Armos menggeleng refleks, menyingkirkan semua fikiran yang bersemanyam didalam otaknya.

Bagaimana bisa ia berfikir seperti itu? Terlebih kepada Bintang yang notabene gadis yang mengejarnya. Bintang melihat semua perilaku Armos membuatnya tersenyum lebar, sepertinya Bintang cosplay menjadi joker kali ini. “Mos?”

Armos menoleh kembali menatap lawan bicaranya dengan tatapan yang ia buat sedingin mungkin. “Apa?”

“Lo baper sama gue?” tanya Bintang menggoda.

Armos menggeleng keras, lantas berdiri untuk memberikan formulir tersebut kepada Senja. Kakinya melangkah meninggalkan bangku dan juga meninggalkan kelas. Sepertinya benar, kali ini Armos mendapatkan karma bahkan untuk jauh dari Bintang saja raganya seperti kehilangan sesuatu yang berharga. Armos menyerahkan formulir. “Nih!”

Senja menengadahkan wajahnya, mendongak menatap Armos. “Pipi lo merah?”

Armos melotot sempurna, benarkah? Pria tersebut menepuk kedua pipinya dan beralasan. “Ada nyamuk dipipi gue tadi, jadi gue tepuk dan merah.”

Senja menganggukkan kepala saja, bermaksud tidak ingin ikut campur.
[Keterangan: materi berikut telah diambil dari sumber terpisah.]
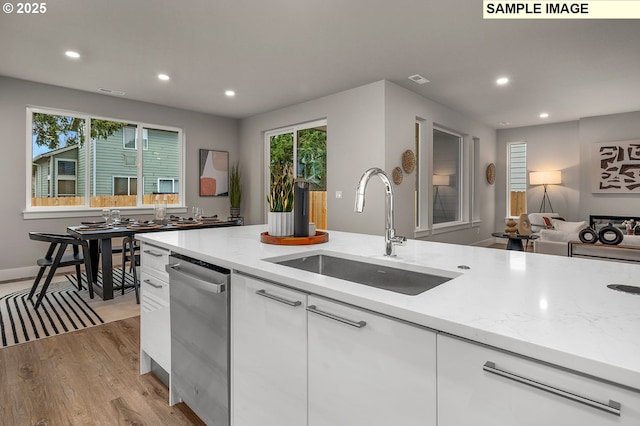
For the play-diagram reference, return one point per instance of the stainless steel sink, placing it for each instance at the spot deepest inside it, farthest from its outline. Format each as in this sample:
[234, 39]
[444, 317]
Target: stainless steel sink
[384, 277]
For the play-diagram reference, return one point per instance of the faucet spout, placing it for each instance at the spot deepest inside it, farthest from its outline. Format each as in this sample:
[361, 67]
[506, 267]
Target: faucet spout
[390, 237]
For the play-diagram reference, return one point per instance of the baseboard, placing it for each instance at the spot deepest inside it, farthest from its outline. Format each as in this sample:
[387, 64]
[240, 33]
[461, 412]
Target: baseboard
[18, 273]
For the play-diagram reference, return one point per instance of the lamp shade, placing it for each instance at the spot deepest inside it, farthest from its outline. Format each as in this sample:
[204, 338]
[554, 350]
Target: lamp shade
[545, 178]
[441, 180]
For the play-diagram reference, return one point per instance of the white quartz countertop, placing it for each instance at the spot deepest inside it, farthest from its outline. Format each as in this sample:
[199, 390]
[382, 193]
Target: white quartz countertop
[552, 308]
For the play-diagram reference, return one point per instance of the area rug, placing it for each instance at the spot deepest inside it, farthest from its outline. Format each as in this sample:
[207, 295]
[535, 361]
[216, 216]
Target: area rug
[63, 309]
Dalam hati ingin tertawa karena sudah pasti itu adalah kerjaannya Bintang. Sedangkan pelaku tersebut malah tersenyum lebar merasa menang dengan apa yang baru saja ia lakukan, seakan lupa tentang permasalahan yang kemarin sempat menghantuinya.

Bintang kembali memikirkan tentang formulir dan bertanya kepada Armos. “Jadi berita tentang murid beasiswa itu lo ya, Mos?

Armos menganggukkan kepalanya. “Masih lama, lulus SMA nanti.”

***

Irvan duduk diantara rerumputan taman yang asri seperti saat ini, pandangannya menjelajahi lingkungan rumahnya yang sedikit lebih ramai dari biasanya, fokusnya terhenti pada seorang pria yang tengah menatapnya dari balik gerbang. “Mau masuk,” kata pria itu yang langsung diangguki oleh Irvan.

Pria tersebut berjalan kearah Irvan dan duduk disampingnya pas, ikut menatap lingkungan rumah. “Gue sendiri,” katanya kembali.

Irvan menjawab. “Gue enggak nanya, sih”
Pria yang sering dijuluki 'manusia es' tersebut menoleh kearah Irvan dan menatapnya serius. “Gue bingung.”

Irvan menjawab dengan jawaban yang sama persis. “Gue enggak nanya.”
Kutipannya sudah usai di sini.